Caritas is also working to help Muslims in the neighborhood of Ganama, on the other side of Kanga Bandoro. “Right now Caritas started helping us,” says Adamou, who gives only one name. “Caritas distributes coupons for food. Caritas is like our family who loves you and will help you.”

But Father Luk Delft, who has worked for Caritas for years in Central African Republic, is now the national director and who helped set up its operation in Kanga Bandoro, says security remains precarious. “Armed groups are still in town,” he explains. “There are always robberies, there is always the insecurity. The displaced do not have much hope of going home in the short term.”

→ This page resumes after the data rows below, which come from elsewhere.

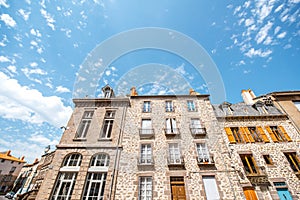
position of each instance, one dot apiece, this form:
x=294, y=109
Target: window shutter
x=287, y=137
x=230, y=135
x=242, y=132
x=247, y=132
x=262, y=134
x=271, y=133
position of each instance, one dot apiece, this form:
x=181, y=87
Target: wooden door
x=178, y=191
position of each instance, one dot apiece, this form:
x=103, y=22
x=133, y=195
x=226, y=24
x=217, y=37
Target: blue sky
x=43, y=43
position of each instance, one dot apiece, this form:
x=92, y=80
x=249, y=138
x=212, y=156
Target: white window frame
x=108, y=124
x=146, y=154
x=174, y=153
x=191, y=105
x=84, y=124
x=171, y=126
x=60, y=186
x=169, y=106
x=145, y=187
x=203, y=153
x=147, y=106
x=91, y=182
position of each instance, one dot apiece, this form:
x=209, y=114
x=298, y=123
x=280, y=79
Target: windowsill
x=104, y=139
x=79, y=139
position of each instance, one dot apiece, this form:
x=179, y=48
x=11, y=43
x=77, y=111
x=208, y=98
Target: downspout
x=117, y=157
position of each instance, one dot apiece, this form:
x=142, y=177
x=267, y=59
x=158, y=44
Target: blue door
x=284, y=194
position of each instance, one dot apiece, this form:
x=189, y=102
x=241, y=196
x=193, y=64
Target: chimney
x=248, y=96
x=133, y=92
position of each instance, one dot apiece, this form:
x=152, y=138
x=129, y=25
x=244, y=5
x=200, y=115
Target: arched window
x=67, y=176
x=96, y=177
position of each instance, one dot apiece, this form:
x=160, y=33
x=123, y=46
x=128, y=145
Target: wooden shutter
x=250, y=194
x=287, y=137
x=247, y=132
x=262, y=134
x=271, y=133
x=230, y=135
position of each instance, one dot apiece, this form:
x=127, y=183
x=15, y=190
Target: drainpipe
x=117, y=157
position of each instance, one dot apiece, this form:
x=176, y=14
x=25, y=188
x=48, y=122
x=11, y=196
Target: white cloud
x=3, y=3
x=8, y=20
x=4, y=59
x=281, y=35
x=252, y=52
x=24, y=14
x=263, y=32
x=23, y=103
x=49, y=19
x=249, y=22
x=12, y=68
x=61, y=89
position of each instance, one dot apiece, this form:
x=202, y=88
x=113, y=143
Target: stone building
x=10, y=168
x=263, y=147
x=173, y=147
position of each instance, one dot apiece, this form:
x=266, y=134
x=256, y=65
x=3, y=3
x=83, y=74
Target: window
x=250, y=194
x=174, y=154
x=169, y=106
x=210, y=187
x=84, y=124
x=294, y=161
x=268, y=159
x=249, y=164
x=203, y=154
x=146, y=154
x=72, y=160
x=278, y=134
x=100, y=160
x=145, y=188
x=146, y=127
x=108, y=124
x=95, y=186
x=147, y=106
x=64, y=186
x=297, y=104
x=12, y=170
x=96, y=177
x=246, y=134
x=196, y=127
x=66, y=178
x=191, y=105
x=177, y=188
x=171, y=126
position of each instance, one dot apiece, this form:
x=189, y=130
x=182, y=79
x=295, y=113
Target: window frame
x=108, y=122
x=143, y=179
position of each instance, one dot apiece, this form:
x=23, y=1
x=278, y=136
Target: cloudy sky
x=45, y=47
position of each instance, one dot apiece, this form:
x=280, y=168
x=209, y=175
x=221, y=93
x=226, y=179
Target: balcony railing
x=205, y=160
x=198, y=131
x=175, y=161
x=146, y=133
x=145, y=161
x=171, y=131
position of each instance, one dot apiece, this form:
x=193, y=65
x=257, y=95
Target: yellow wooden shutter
x=230, y=135
x=250, y=194
x=262, y=134
x=271, y=133
x=287, y=137
x=246, y=130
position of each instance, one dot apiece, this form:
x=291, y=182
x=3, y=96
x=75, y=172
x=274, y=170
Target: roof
x=242, y=109
x=7, y=156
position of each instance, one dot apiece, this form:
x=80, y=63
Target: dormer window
x=108, y=92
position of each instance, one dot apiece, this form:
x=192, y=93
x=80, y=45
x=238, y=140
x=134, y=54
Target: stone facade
x=170, y=147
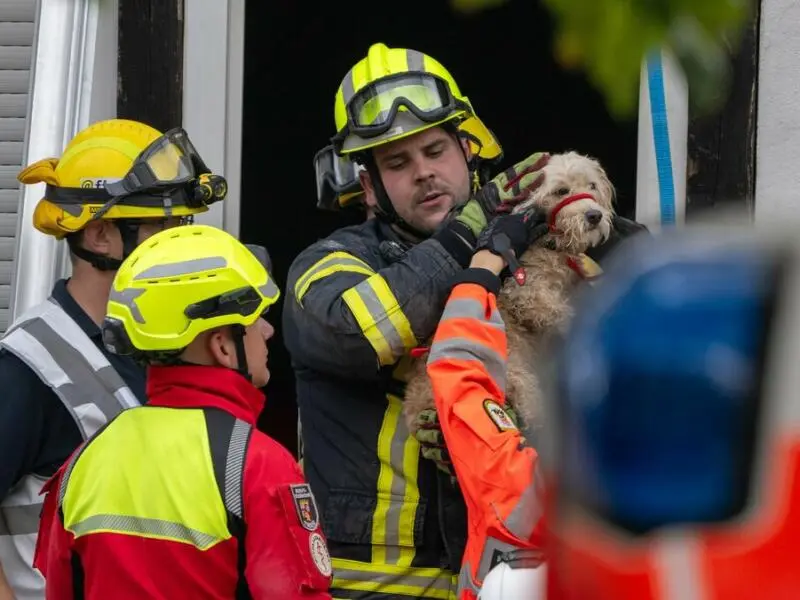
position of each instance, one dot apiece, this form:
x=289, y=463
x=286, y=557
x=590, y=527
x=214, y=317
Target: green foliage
x=608, y=39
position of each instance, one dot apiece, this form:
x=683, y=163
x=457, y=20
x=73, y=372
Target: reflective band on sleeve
x=380, y=318
x=334, y=262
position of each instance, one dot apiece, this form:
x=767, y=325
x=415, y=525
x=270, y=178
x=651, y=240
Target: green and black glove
x=513, y=185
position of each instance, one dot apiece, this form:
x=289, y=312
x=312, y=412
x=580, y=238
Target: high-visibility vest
x=55, y=347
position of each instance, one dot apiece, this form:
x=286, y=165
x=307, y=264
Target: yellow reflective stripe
x=393, y=311
x=327, y=265
x=398, y=492
x=423, y=582
x=380, y=318
x=368, y=326
x=185, y=502
x=151, y=528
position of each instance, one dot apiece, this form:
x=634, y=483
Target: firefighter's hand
x=431, y=440
x=513, y=185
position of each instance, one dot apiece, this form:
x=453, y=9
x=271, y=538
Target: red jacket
x=286, y=553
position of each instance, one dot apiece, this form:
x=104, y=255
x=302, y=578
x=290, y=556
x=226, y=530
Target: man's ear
x=466, y=147
x=99, y=236
x=370, y=199
x=220, y=346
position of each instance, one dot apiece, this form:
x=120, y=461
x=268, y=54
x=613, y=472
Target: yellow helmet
x=393, y=93
x=107, y=154
x=182, y=282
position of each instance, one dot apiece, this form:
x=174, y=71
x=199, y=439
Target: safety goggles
x=337, y=179
x=169, y=161
x=372, y=109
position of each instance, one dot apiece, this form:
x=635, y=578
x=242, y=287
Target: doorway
x=295, y=57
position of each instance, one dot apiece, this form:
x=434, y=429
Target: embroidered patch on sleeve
x=320, y=555
x=498, y=416
x=305, y=506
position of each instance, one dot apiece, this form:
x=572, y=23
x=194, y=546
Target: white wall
x=213, y=73
x=778, y=135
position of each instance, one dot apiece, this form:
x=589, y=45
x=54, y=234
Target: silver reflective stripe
x=492, y=547
x=465, y=581
x=20, y=520
x=184, y=267
x=467, y=308
x=464, y=349
x=144, y=526
x=423, y=587
x=234, y=467
x=66, y=359
x=19, y=513
x=528, y=510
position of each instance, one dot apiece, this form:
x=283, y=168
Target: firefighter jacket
x=497, y=471
x=57, y=348
x=183, y=498
x=357, y=302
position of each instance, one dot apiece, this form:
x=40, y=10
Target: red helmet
x=676, y=468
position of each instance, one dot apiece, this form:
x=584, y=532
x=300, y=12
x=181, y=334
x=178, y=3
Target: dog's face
x=580, y=224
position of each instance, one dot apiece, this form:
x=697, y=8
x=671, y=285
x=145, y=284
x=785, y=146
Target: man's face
x=425, y=175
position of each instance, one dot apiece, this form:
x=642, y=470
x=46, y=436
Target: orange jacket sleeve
x=496, y=470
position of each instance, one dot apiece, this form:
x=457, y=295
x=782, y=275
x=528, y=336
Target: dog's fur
x=541, y=307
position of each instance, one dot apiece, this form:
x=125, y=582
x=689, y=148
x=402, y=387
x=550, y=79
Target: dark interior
x=295, y=57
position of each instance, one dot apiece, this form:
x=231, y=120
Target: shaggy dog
x=577, y=197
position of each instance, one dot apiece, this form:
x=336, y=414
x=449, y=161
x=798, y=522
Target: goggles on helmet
x=168, y=161
x=372, y=109
x=337, y=179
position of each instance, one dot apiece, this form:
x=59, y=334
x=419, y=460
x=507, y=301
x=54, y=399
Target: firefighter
x=496, y=469
x=358, y=301
x=184, y=497
x=117, y=183
x=677, y=461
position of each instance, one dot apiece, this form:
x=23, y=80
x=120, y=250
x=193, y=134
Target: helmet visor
x=337, y=179
x=373, y=109
x=168, y=161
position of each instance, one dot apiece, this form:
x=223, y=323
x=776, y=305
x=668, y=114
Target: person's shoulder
x=271, y=459
x=354, y=239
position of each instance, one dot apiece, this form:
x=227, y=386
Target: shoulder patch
x=305, y=505
x=498, y=415
x=320, y=554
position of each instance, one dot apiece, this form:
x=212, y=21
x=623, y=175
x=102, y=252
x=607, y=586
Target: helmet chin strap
x=238, y=332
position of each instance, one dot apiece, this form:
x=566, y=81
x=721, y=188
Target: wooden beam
x=150, y=62
x=721, y=169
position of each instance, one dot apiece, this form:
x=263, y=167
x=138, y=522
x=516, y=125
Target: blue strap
x=658, y=116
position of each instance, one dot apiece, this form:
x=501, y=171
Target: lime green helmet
x=393, y=93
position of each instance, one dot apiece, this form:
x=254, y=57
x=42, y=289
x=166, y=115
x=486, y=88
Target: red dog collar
x=551, y=220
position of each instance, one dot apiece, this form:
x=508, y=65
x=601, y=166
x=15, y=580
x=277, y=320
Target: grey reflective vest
x=54, y=346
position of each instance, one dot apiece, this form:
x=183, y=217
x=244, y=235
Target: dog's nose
x=593, y=217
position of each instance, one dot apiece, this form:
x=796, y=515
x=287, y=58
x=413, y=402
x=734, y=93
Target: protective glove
x=508, y=236
x=513, y=185
x=431, y=440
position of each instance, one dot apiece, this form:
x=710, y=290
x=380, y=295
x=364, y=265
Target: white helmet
x=515, y=578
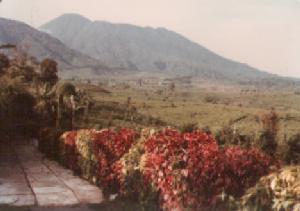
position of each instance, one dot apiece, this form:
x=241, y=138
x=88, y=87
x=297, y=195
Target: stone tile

Delft hopes that a peace deal signed with armed groups earlier this year in the Sudanese capital Khartoum will bear fruit, but adds that few people have faith in it because it is the eighth such accord to be signed and so far little has changed on the ground.

Father Aurelio Gazzera, a Caritas diocesan director in Bozoum, shares his disquiet, emphasizing that the Central African Republic is still in crisis and in great need of help.

“It is still a country out of the spotlight, a country little known,” he says. “It is a country in which there are huge needs and it really needs to work in the long term on development, education, health, agriculture.”

Czech NGO SIRIRI works with Fr Aurelio in Bozoum to deliver the ‘Learning Through Play’ educational programme. It’s designed to improve the quality of education through a primary school syllabus in Sango, the local language. Literacy rates for children in the programme have gone up from 20% to 80%.

“Today’s first-graders will grow up and be taught to read, write and count, to seek the meaning of the text, not to be afraid to ask questions, to ask “why” and to learn to think critically, it all will bring its fruit in that land,” said Ludmila Böhmová, founder of SIRIRI.

Fr Aurelio says that there is a great desire for peace among ordinary people. This is confirmed in the case of Christe, who does not want revenge for the death of his mother or brothers.

“I want the crisis to come to an end,” says Christie. “I want peace to return and Christians and Muslims to live together, working together.”